Accusation du MEER: « Ousmane Sonko n’a jamais rendu son véhicule de fonction »

La dernière sortie du leader de Pastef, Ousmane Sonko, parlant de « cirque d’une gestion sobre » pour commenter la décision présidentielle de suspendre l’attribution des véhicules de l’administration, continue de susciter de vives réactions du côté de la majorité. Le Mouvement des élèves et étudiants républicains (Meer) accuse le leader de Pastef qui « n’a jamais rendu son véhicule de fonction ».

Pour Abdoulaye Diagne et ses camarades, « Sonko est dans une logique de détourner l’attention d’une opinion publique déjà attirée par la mesure forte du gouvernement de suspendre les acquisitions de véhicules administratifs et le lancement des travaux du stade de dernière génération. »

In extenso la tribune

Réponse à Ousmane Sonko! «Quand l’esprit se déploie au-delà du réel, il tourne en rond et ne pense que des fantômes»

Dans une logique de détourner l’attention d’une opinion publique déjà attirée par la mesure forte du gouvernement de suspendre les acquisitions de véhicules administratifs et le lancement des travaux du stade de dernière génération, Sonko s’est mis à débiter, comme d’habitude, des énormités.
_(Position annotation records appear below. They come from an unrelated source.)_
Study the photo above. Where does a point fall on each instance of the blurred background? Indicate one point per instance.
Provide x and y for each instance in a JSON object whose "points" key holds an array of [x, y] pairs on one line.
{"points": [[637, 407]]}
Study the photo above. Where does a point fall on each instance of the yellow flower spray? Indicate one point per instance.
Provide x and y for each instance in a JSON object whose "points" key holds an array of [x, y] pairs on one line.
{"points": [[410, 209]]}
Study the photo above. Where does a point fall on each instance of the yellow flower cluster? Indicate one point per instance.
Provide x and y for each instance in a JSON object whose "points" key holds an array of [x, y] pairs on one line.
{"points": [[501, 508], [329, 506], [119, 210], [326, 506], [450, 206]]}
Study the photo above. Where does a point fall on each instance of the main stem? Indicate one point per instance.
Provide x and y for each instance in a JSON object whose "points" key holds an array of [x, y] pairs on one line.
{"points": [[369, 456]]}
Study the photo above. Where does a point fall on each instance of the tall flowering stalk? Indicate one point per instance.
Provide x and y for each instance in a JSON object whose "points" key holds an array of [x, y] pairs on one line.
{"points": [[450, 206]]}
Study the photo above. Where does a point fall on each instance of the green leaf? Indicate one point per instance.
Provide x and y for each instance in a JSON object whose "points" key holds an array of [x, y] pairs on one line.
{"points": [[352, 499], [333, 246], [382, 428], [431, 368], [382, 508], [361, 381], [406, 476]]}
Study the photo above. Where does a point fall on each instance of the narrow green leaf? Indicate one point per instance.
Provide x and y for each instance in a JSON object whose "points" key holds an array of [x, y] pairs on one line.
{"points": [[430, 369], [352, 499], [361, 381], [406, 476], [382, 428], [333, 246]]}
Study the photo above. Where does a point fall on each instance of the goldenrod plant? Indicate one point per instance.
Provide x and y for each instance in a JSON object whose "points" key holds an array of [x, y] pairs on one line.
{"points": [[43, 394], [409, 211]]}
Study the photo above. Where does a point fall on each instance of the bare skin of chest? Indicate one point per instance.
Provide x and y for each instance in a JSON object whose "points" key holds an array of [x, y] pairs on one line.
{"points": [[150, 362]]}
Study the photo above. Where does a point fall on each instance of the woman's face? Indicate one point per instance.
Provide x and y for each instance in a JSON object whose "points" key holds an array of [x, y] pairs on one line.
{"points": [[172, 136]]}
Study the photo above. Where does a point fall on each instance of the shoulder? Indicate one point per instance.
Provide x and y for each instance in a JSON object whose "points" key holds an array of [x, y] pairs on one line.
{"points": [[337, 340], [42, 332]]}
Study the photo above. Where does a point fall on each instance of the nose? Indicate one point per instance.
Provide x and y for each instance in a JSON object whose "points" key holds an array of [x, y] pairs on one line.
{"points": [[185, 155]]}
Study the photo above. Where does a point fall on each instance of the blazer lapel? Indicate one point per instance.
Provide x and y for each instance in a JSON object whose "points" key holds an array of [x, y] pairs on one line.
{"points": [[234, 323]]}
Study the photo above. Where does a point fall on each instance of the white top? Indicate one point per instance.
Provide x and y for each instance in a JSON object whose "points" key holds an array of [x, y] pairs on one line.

Son discours devenu fade et désarticulé ne cesse de nous révéler que nous avons affaire à un homme politique tatillon et désormais passablement séduisant.

Le propos de Sonko est maintenant anecdotique, très souvent éloigné de l’essentiel et exprimant généralement son amertume et sa jalousie maladive.

Il convient, à cet effet, de faire un rappel important:

Le Président Macky Sall a, dès son accession au pouvoir, mis un terme au gaspillage des ressources de l’Etat en prenant une batterie de mesures qui ont permis d’économiser des moyens qui ont été redéployés pour soutenir les couches sociales les plus vulnérables.

Il s’agit, entre autres :

– la rationalisation de la facture téléphonique de l’Etat par une harmonisation des dotations plus tard converties en indemnités. Ce qui a considérablement réduit les coûts jusqu’ici supportés.
– le classement des entreprises publiques par catégories avec, là aussi, une harmonisation des traitements des responsables nommés (plafonnement des avantages des ministres, directeurs généraux, présidents de conseil, secrétaires généraux etc),
– élimination des folies dispendieuses sur les logements conventionnés,
– décision forte et historique de rationaliser l’acquisition et l’utilisation des véhicules de l’administration.

J’en ai sûrement oublié d’autres qui ont la même signification et la même portée. Juste pour dire combien le Chef de l’État sait se priver pour mieux servir.

Serait-il, au beau soir de sa carrière professionnelle que le nommé Sonko s’est rendu compte qu’il y avait gachi dans l’administration ? Et bien Non.

Son indignation est sélective et égoïste car déjà étant un petit chef de service aux impôts il avait un véhicule à sa disposition qu’il n’avait jamais rendu.

Qu’a t’il fait pour lutter contre le gaspillage de mobiliers de bureau dont il se plaint aux impôts alors qu’il était SG du SAID? RIEN, RIEN, RIEN! A cette époque là, il disait se battre justement pour aussi de meilleures conditions de travail des agents de la DGID. N’est-ce pas un paradoxe?

Les jugements de Ousmane Sonko sur l’action du Président Macky Sall, quelle que soit la perception de l’opinion, sont toujours négatifs. Pour Ousmane Sonko, tout ce que fait Macky Sall ou tout ce qui vient de lui est mauvais. Il est à coup indéniable l’incarnation vivante du nihilisme.

Pourtant Macky SALL est un Président normal, typiquement Sénégalais, éduqué dans les valeurs qui structurent notre société. Il a grandi dans l’islam confrérique dont il vante la contribution au succès de notre modèle social.

Il est toujours marié à la même femme depuis bientôt 30 ans, mère de tous ses enfants et qu’il n’a jamais abandonnée pour une autre. (Que Dieu continue de bénir le couple présidentiel !).

Macky Sall n’éprouve aucune contrariété avec les valeurs d’éthique et de courage pour ne pas pouvoir porter la contradiction à certains acteurs de notre landerneau politique.

Seulement, ses charges et parfois son éducation ne lui permettent pas de prendre certaines postures.

Son bilan à la tête du Sénégal a été majestueusement plébiscité il y a moins d’un an. Penser ternir sa gouvernance après avoir échoué aux urnes, entraîne aujourd’hui certains dans la loge des comploteurs.